Rite of Spring
Rite of Spring
While our weather in New England can be cruel at times, Mother Nature’s most impressive display of sound and fury is reserved for the Midwest during the spring months. This time of year, the jet stream begins its slow drift northward, sending storms through the Rockies into the nation’s heartland. Particularly strong storms are able to tap in to plentiful amounts of warm, moist air from the Gulf of Mexico, sending a torrent of energy laden air out ahead of the storm.
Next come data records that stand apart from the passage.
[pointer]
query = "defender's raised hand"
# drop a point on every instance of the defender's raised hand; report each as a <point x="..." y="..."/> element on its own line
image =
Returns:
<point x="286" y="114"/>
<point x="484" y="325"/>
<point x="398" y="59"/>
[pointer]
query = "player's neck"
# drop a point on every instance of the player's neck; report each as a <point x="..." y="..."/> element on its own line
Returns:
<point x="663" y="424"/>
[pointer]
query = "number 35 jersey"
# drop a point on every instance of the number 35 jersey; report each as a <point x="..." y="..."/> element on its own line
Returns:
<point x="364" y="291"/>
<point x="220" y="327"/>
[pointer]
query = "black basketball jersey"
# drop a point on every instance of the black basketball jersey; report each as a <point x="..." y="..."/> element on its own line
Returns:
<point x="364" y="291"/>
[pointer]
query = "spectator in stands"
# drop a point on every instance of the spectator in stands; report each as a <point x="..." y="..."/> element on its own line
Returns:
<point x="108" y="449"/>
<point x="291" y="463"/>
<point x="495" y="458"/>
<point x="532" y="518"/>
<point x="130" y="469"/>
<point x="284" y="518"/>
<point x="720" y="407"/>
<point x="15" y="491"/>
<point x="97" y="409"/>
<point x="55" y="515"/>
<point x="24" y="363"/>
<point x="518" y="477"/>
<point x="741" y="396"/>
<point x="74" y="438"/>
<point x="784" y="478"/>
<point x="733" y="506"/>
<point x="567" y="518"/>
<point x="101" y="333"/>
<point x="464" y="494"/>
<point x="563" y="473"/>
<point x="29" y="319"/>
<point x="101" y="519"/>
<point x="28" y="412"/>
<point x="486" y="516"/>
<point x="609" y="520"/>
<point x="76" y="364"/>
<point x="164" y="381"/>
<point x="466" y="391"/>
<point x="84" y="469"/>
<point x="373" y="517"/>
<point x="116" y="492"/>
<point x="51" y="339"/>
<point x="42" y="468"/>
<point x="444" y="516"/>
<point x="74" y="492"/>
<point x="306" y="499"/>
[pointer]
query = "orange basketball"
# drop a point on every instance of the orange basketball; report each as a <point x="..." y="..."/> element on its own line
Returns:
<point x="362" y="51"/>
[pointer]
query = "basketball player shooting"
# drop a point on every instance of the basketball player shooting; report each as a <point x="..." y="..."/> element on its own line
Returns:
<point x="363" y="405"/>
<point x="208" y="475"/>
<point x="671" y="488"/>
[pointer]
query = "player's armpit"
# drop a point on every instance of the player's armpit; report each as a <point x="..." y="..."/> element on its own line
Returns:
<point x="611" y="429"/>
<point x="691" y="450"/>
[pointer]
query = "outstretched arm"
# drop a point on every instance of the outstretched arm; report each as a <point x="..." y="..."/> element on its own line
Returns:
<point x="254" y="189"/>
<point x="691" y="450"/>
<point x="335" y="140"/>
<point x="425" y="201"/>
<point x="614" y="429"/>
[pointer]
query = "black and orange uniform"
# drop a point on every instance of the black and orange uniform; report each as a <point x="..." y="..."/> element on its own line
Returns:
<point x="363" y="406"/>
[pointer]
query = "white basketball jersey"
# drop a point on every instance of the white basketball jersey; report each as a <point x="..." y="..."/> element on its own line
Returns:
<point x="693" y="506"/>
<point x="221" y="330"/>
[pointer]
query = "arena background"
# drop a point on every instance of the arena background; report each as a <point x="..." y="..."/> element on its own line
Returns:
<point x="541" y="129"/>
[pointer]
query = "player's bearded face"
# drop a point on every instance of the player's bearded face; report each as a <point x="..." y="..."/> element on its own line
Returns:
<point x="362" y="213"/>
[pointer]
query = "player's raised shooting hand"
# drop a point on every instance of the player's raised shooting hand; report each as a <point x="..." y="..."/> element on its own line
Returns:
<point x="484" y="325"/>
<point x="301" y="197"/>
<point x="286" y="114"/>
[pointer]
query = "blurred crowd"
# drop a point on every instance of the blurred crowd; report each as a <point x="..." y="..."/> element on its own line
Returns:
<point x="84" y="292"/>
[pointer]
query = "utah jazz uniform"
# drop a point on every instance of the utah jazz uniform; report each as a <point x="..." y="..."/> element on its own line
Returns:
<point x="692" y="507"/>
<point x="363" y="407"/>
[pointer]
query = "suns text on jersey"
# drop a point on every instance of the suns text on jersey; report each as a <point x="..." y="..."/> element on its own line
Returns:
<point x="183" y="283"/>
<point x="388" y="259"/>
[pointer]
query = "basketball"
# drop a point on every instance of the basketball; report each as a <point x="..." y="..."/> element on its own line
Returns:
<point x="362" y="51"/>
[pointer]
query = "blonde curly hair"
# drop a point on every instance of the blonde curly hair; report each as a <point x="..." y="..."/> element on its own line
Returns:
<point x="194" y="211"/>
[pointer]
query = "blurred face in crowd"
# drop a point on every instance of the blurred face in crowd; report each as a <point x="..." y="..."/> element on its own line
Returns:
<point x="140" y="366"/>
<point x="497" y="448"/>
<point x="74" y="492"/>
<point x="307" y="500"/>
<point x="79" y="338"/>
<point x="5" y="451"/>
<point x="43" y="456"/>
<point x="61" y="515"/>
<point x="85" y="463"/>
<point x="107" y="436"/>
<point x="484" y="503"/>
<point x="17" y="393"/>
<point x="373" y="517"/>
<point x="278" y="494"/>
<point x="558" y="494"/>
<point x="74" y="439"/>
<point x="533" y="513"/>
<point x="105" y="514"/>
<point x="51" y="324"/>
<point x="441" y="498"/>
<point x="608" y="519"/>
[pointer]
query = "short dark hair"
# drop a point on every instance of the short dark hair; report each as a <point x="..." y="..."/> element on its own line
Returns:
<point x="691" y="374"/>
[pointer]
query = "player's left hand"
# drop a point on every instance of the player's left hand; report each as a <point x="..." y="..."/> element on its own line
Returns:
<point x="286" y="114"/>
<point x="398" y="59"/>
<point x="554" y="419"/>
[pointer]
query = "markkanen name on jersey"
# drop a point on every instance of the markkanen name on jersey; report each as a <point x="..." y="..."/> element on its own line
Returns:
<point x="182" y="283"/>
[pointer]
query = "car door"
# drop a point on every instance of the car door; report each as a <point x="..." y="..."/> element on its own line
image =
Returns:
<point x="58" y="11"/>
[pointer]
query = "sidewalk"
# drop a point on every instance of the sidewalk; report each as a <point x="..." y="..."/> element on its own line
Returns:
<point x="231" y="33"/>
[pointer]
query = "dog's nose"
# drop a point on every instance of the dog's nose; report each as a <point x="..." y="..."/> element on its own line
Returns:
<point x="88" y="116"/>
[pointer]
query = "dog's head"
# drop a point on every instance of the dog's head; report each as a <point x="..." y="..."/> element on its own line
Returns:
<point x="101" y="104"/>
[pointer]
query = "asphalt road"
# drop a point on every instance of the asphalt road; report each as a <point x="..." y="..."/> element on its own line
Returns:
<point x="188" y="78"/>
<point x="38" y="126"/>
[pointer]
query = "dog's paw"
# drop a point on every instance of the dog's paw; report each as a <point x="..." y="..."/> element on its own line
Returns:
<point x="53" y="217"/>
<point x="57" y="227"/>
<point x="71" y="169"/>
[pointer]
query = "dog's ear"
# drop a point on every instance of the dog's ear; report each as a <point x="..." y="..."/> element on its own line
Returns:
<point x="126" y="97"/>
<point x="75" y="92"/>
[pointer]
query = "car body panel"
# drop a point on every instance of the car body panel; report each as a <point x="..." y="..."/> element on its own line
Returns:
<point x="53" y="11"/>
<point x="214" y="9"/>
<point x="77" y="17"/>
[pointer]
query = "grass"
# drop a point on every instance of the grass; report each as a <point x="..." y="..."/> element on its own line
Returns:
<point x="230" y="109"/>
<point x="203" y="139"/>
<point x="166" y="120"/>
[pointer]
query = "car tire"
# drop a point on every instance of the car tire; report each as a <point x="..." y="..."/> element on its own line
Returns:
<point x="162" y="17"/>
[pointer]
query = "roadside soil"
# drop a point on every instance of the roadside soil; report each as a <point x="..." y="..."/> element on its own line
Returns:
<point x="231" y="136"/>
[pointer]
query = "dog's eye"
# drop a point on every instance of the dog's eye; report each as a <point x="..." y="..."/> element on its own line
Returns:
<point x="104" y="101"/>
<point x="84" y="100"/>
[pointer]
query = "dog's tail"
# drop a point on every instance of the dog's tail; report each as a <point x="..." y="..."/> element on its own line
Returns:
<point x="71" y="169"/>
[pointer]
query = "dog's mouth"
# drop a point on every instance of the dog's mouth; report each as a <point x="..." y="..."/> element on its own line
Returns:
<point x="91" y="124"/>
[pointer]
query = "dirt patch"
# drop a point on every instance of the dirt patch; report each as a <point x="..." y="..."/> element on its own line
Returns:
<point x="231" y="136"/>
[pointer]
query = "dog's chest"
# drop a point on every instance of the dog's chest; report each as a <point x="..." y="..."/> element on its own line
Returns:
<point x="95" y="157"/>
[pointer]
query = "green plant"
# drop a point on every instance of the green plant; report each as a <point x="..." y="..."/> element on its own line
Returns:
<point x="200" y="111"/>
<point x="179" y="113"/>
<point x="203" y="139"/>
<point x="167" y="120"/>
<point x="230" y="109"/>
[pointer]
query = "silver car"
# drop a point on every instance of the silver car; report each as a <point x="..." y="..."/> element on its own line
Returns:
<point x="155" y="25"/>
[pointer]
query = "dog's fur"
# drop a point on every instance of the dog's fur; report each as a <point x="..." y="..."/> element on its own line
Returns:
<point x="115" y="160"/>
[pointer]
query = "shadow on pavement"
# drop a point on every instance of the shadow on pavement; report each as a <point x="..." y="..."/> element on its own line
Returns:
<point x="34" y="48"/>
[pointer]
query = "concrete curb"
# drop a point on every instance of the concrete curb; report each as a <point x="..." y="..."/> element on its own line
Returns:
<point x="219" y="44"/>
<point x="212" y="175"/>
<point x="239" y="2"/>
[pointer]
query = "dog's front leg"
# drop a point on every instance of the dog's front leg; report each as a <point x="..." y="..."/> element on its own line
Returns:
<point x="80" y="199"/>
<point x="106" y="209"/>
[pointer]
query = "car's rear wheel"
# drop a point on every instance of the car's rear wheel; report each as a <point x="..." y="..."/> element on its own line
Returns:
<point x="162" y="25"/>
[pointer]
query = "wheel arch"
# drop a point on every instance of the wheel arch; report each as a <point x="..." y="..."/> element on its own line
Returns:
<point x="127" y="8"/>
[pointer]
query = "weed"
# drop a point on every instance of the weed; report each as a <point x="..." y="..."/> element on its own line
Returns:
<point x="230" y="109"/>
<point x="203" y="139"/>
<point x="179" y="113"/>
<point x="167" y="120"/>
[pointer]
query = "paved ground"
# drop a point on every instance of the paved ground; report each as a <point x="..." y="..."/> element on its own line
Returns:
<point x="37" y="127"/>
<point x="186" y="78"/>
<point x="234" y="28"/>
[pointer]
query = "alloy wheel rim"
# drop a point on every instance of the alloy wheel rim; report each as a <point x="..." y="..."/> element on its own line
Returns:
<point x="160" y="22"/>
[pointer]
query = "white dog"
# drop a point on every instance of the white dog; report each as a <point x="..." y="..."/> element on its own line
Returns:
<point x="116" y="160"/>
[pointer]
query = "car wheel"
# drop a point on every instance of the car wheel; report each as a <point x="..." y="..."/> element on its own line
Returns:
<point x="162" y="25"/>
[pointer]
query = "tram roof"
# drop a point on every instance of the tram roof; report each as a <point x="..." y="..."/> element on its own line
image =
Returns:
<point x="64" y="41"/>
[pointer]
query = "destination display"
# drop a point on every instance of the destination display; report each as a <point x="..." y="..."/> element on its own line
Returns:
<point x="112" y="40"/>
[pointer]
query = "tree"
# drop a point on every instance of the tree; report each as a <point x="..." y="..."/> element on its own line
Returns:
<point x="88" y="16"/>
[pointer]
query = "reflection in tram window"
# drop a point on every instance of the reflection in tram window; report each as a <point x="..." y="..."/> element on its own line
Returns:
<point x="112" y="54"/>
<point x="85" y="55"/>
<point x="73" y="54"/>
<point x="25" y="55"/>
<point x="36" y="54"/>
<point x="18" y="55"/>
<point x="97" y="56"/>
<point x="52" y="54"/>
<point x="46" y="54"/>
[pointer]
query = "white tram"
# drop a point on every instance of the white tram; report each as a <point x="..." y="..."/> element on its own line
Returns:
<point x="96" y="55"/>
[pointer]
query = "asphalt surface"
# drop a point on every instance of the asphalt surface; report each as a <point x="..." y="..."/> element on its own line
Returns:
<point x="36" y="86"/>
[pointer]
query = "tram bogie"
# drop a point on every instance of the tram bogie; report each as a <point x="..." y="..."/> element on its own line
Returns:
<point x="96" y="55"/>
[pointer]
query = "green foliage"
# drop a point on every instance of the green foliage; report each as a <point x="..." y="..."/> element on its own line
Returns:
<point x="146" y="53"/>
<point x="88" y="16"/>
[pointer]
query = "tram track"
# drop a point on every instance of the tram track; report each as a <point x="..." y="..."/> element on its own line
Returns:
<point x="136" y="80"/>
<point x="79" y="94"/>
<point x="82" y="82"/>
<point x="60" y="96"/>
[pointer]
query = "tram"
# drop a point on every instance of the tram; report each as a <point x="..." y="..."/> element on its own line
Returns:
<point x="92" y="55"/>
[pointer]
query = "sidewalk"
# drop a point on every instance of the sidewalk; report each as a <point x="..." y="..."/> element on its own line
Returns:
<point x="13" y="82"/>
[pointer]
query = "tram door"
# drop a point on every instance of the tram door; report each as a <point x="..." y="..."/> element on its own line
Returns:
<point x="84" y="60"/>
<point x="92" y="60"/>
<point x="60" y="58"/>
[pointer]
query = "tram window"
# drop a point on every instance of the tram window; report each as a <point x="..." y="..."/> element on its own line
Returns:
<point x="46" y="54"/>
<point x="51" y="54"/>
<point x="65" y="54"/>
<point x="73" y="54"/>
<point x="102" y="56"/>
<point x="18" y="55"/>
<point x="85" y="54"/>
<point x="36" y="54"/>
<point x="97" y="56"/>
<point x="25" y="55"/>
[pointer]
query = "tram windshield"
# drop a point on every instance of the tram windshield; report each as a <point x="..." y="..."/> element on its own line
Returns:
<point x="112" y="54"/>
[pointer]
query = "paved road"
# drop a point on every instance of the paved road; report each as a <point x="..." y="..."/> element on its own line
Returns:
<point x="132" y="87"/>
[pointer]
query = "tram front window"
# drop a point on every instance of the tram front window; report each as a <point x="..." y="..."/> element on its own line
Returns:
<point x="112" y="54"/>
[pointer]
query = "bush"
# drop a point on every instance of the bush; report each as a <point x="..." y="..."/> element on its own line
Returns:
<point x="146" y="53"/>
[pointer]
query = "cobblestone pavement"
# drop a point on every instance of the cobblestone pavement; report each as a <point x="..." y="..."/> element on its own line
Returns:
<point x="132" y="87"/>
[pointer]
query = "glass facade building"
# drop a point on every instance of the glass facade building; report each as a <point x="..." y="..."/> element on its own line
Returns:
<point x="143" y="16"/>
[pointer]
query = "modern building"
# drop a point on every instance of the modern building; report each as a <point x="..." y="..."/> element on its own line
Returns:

Meanwhile, winter’s icy remnants surge in on the backside of the storm, producing a very sharp boundary called a front. The cold, dense air forces the warm, moist air out ahead of the front up into the atmosphere where it becomes unstable and accelerates upwards, yielding severe thunderstorms. The frequency and intensity with which this process happens makes the Midwest the most prone region to severe weather in the world.
If the temperature aloft is very cold, one then gets impressive hailstones up to the size of softballs. If the winds are strong aloft, these winds can be transported down to the surface in the form of damaging microbursts. If the winds change very quickly with height, the spin or “helicity” can concentrate and tilt into a violent tornado. Any of these can have devastating consequences, but it is easy to forget flash flooding and lightning produces far more deaths than hail, microbursts, and tornadoes combined.
Extended Forecast
Tonight: Clear. Low 29ºF (-2ºC).
Tomorrow: Sunny and warmer. High 49ºF (9ºC).
Tomorrow night: Clear. Low 35ºF (2ºC).
Sunday: Sunny and mild. High 53ºF (12ºC).
Sunday night: Mostly cloudy. Low 30ºF (-1ºC).